Shared Equity Properties
What are shared equity loans?
Shared equity loan agreements are set up under schemes offered by house builders. They allow people, some who may not otherwise be able to afford the property, to purchase a new home but leave an amount outstanding. The outstanding amount is based on a percentage of the purchase price and typically is between 10 and 30%. The loan is usually interest-free. Some loans provide that interest is only payable if the shared equity occupier is in breach of any conditions of the lease – for example if they fail to repay the loan on time or if they let the property out the loan is secured by a charge on the property which is usually the second charge. This loan is paid back either, at the end of the loan period (if any), when the property is sold or earlier if the homeowner decides to pay off (redeem) the loan. It may also be repayable if a homeowner is in breach of the agreement. The amount repayable is based on the percentage of the market value at the time of sale or redemption. Some agreements provide for a minimum repayment value of the original loan.

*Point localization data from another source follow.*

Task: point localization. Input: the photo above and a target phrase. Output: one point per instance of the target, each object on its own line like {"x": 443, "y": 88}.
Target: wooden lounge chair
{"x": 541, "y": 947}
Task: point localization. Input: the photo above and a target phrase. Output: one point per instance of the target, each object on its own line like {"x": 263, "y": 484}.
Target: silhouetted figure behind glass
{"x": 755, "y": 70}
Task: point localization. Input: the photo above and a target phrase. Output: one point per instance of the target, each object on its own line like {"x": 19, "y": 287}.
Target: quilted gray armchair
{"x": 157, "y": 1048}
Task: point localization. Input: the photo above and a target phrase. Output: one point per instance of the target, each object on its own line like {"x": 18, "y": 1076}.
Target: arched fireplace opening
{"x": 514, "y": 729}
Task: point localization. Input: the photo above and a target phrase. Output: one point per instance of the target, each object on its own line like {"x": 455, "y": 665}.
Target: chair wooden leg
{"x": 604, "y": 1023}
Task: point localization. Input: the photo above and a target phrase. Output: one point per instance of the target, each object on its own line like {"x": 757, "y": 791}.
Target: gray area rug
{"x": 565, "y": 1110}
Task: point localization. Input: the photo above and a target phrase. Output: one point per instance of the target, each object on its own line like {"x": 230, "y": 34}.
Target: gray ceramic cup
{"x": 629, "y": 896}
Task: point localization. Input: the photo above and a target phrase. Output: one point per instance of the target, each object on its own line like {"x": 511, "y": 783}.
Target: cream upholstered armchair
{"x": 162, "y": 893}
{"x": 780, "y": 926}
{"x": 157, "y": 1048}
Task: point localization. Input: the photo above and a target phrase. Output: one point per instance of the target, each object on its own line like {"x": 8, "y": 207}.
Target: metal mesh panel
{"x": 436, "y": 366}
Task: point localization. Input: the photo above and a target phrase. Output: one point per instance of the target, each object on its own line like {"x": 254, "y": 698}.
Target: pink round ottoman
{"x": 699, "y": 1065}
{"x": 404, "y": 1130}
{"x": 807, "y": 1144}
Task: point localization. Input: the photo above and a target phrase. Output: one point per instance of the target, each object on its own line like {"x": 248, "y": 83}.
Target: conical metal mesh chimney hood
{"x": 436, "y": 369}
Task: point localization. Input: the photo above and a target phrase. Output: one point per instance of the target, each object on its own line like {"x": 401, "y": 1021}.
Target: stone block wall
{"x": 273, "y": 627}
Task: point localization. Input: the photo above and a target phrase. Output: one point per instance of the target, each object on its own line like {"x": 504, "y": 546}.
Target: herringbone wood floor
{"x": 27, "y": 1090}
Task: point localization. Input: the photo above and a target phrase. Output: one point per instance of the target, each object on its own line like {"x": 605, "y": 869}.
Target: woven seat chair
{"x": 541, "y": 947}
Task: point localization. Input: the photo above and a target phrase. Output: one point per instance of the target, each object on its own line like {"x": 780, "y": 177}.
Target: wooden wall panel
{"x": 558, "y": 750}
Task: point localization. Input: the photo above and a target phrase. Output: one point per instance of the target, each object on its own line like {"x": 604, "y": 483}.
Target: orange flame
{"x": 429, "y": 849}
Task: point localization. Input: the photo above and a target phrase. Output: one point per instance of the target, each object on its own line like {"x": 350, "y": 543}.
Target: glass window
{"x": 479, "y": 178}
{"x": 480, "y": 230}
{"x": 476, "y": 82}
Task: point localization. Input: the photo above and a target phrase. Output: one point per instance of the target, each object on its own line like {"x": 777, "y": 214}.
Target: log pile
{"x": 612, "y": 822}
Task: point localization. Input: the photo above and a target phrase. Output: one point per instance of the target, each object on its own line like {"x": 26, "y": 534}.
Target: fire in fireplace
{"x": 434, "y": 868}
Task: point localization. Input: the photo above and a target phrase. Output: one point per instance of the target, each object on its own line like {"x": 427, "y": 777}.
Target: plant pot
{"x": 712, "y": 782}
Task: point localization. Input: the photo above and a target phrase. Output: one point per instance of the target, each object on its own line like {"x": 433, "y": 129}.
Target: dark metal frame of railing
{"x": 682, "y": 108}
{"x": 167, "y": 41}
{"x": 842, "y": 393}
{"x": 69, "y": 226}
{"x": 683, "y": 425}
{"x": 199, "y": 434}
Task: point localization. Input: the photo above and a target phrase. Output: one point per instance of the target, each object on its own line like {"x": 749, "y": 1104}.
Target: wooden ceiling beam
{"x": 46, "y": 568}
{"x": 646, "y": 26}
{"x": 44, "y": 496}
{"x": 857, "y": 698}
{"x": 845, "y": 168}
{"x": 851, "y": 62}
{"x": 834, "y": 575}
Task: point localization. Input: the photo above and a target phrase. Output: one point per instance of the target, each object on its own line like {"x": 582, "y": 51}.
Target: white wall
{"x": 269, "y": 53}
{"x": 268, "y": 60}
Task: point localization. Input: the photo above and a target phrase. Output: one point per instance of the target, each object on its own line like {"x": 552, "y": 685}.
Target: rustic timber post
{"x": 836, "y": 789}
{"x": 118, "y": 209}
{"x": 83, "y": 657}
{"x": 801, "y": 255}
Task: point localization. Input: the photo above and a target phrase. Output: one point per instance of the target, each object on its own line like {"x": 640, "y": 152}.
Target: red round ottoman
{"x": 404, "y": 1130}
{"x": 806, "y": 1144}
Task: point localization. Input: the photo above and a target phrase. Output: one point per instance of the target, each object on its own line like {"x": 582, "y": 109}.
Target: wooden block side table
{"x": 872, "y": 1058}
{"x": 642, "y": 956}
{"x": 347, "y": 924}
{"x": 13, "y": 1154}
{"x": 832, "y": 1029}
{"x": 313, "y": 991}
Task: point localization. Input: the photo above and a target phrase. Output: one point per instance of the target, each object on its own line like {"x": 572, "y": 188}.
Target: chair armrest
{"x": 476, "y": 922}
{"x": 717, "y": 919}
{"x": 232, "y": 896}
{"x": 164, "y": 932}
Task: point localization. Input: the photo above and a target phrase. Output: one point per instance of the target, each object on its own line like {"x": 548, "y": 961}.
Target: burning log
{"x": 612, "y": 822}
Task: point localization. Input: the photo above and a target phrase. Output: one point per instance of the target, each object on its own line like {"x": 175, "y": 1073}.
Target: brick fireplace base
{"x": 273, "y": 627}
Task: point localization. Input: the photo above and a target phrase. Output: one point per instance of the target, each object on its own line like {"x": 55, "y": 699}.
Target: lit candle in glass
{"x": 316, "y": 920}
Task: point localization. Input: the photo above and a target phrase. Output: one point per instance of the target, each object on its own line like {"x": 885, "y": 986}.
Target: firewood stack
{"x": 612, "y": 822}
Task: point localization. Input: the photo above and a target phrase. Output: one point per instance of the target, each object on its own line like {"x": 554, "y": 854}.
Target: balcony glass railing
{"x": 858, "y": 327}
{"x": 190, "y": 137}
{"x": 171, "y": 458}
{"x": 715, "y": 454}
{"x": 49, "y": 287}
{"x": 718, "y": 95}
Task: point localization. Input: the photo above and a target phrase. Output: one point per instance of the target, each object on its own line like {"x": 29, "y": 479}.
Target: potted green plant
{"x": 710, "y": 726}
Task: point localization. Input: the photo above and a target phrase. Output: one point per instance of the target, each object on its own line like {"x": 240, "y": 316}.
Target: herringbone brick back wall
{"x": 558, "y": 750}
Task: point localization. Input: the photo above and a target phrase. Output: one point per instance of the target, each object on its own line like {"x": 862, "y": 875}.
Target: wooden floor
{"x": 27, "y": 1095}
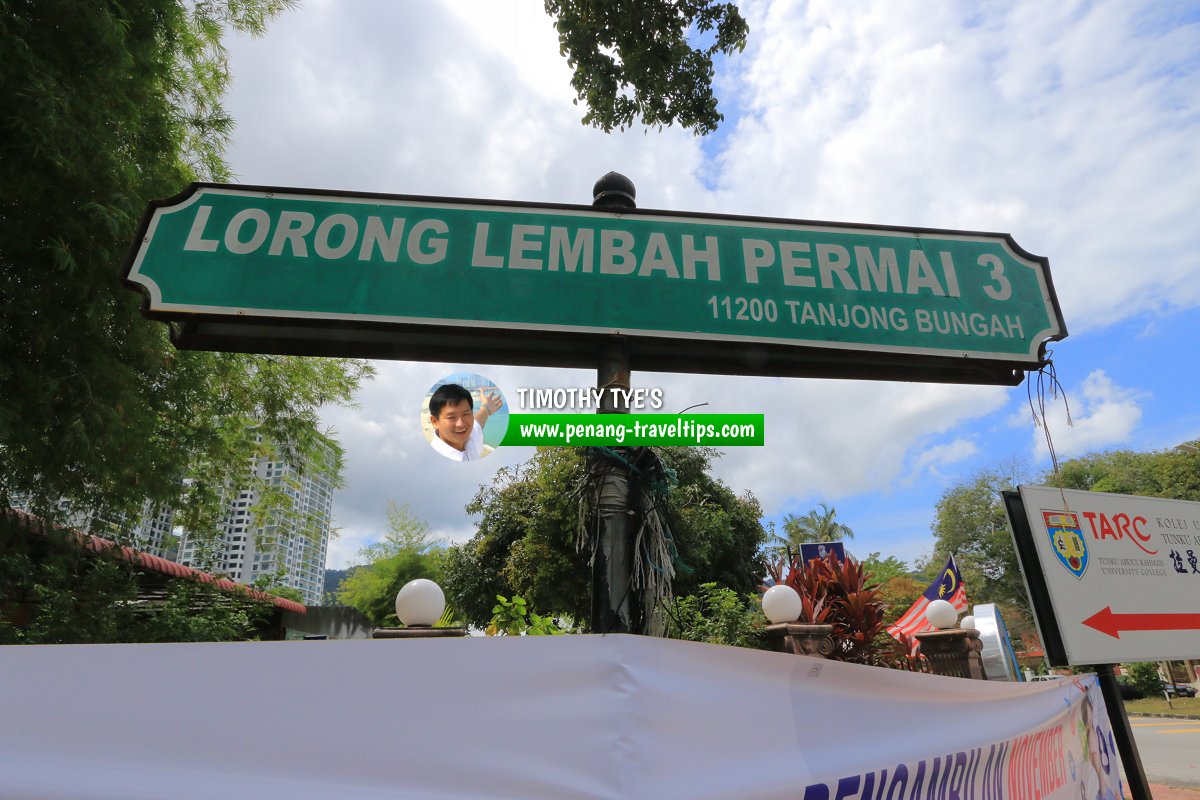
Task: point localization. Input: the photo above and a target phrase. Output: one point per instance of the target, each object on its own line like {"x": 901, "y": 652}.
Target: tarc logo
{"x": 1067, "y": 540}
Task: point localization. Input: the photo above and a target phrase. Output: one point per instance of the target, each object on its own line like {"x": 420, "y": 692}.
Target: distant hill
{"x": 334, "y": 579}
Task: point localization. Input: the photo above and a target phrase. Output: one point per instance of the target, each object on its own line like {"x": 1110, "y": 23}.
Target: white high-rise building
{"x": 288, "y": 546}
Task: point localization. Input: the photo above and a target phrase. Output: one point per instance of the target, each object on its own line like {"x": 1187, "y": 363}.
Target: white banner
{"x": 531, "y": 717}
{"x": 1122, "y": 572}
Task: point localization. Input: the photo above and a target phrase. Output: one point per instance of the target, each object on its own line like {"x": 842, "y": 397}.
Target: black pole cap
{"x": 615, "y": 191}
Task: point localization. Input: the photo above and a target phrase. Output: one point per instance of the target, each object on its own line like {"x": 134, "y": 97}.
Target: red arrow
{"x": 1105, "y": 621}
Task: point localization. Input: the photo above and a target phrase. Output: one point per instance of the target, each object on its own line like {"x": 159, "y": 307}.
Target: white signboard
{"x": 1122, "y": 572}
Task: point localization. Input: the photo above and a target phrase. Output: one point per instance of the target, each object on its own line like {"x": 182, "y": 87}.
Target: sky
{"x": 1073, "y": 126}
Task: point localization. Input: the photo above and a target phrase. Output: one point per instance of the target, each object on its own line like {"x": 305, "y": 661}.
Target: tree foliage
{"x": 406, "y": 552}
{"x": 108, "y": 107}
{"x": 972, "y": 525}
{"x": 55, "y": 591}
{"x": 718, "y": 615}
{"x": 1158, "y": 474}
{"x": 525, "y": 542}
{"x": 634, "y": 60}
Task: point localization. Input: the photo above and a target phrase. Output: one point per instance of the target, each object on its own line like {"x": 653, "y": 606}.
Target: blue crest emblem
{"x": 1067, "y": 541}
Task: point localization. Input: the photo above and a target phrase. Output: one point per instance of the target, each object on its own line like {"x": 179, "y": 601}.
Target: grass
{"x": 1183, "y": 707}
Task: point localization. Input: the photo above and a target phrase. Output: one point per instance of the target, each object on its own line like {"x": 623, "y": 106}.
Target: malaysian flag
{"x": 948, "y": 587}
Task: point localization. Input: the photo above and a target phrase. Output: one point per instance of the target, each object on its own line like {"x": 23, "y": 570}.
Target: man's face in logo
{"x": 455, "y": 423}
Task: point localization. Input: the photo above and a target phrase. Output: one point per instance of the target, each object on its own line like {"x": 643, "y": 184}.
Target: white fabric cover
{"x": 521, "y": 717}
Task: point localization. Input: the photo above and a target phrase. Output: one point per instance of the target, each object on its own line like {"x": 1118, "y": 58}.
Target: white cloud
{"x": 1071, "y": 126}
{"x": 952, "y": 452}
{"x": 1102, "y": 414}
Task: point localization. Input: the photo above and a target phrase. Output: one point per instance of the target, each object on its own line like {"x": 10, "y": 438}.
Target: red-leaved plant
{"x": 841, "y": 594}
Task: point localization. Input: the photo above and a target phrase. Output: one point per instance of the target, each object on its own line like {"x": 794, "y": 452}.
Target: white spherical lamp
{"x": 780, "y": 603}
{"x": 941, "y": 614}
{"x": 420, "y": 602}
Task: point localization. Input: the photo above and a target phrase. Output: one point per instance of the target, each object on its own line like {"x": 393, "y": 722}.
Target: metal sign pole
{"x": 613, "y": 606}
{"x": 1135, "y": 774}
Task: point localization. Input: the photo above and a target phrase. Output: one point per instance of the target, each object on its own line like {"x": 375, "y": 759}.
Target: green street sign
{"x": 369, "y": 270}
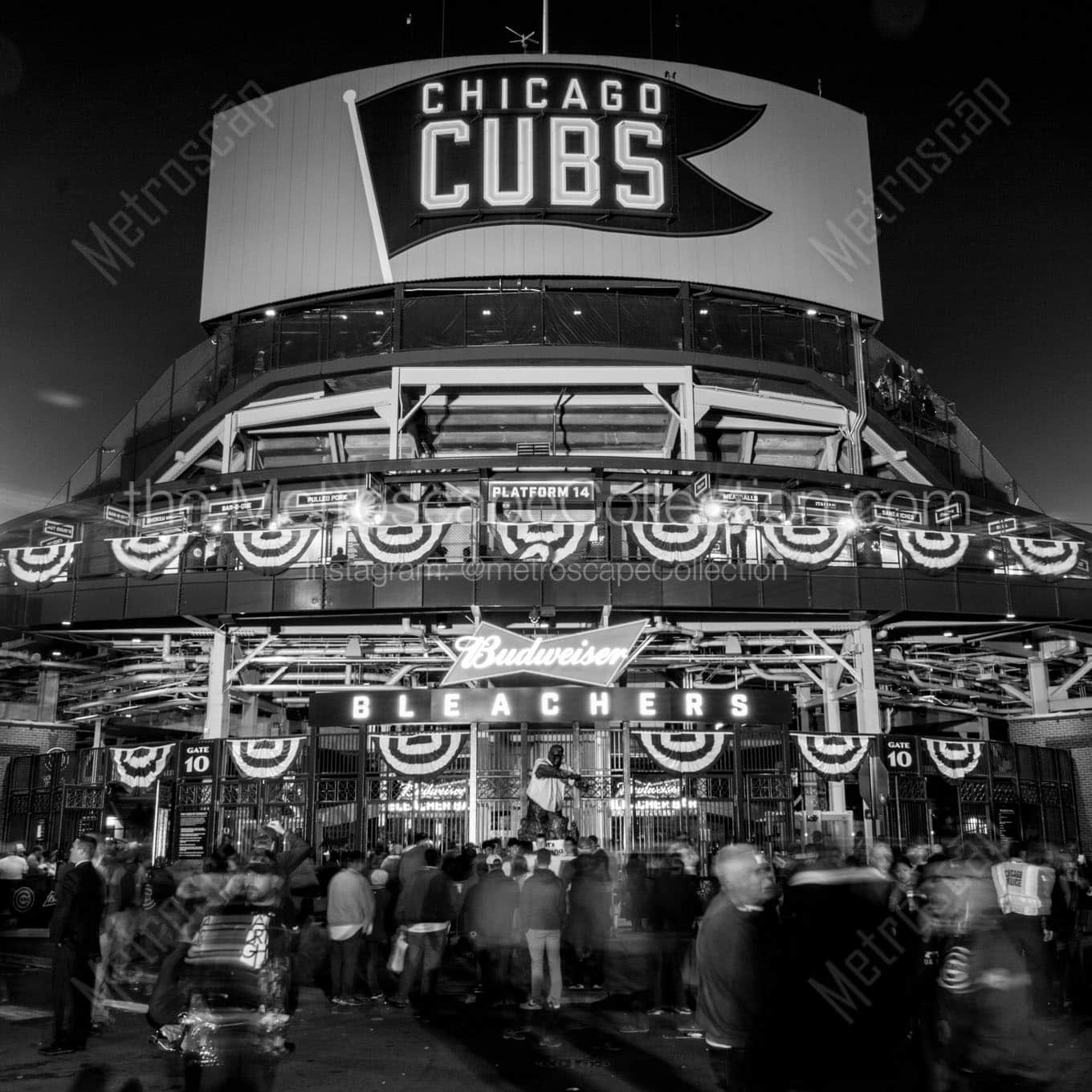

*Sometimes we look at the developments before they are completed*
Who are Equity Release Trustees Limited and what do we do?
We have been administering shared equity loan agreements for many years. We pride ourselves on our straight forward, friendly and fair approach. We are easy to contact and experienced in what we do. Equity Release Trustees Limited does not own the second charge mortgages nor do we enter into such arrangements but we administer them on behalf of others. Our portfolio is very geographically diverse with properties up and down the country including Kent, London, the Midlands, Liverpool and Warrington. In Scotland we administer mortgages secured on properties in and around Edinburgh, Glasgow and Ayrshire
We handle any queries that a shared equity occupier may have and will also provide an annual statement as required by the Financial Conduct Authority. On behalf of our clients we deal with the redemption of a loan whether upon a sale, at the end of a loan agreement, or an earlier voluntary redemption. We will agree a valuation on a non sale redemption and can arrange for the removal of the charge on a property once a loan is paid off. Where interest is due we also deal with the interest calculations and statements.
Where a shared equity occupier is unable to pay an amount due under the agreement due to hardship we will make a fair assessment of their situation and agree to a way forward .For a factsheet on hardship produced by the FCA please click here. In 2014 the Government decided that the administration of shared equity loans should be regulated by the FCA. We are regulated by the Financial Conduct Authority for the administration of Shared Equity Loan Agreements. We are not also authorised to enter into equity release home reversion arrangements.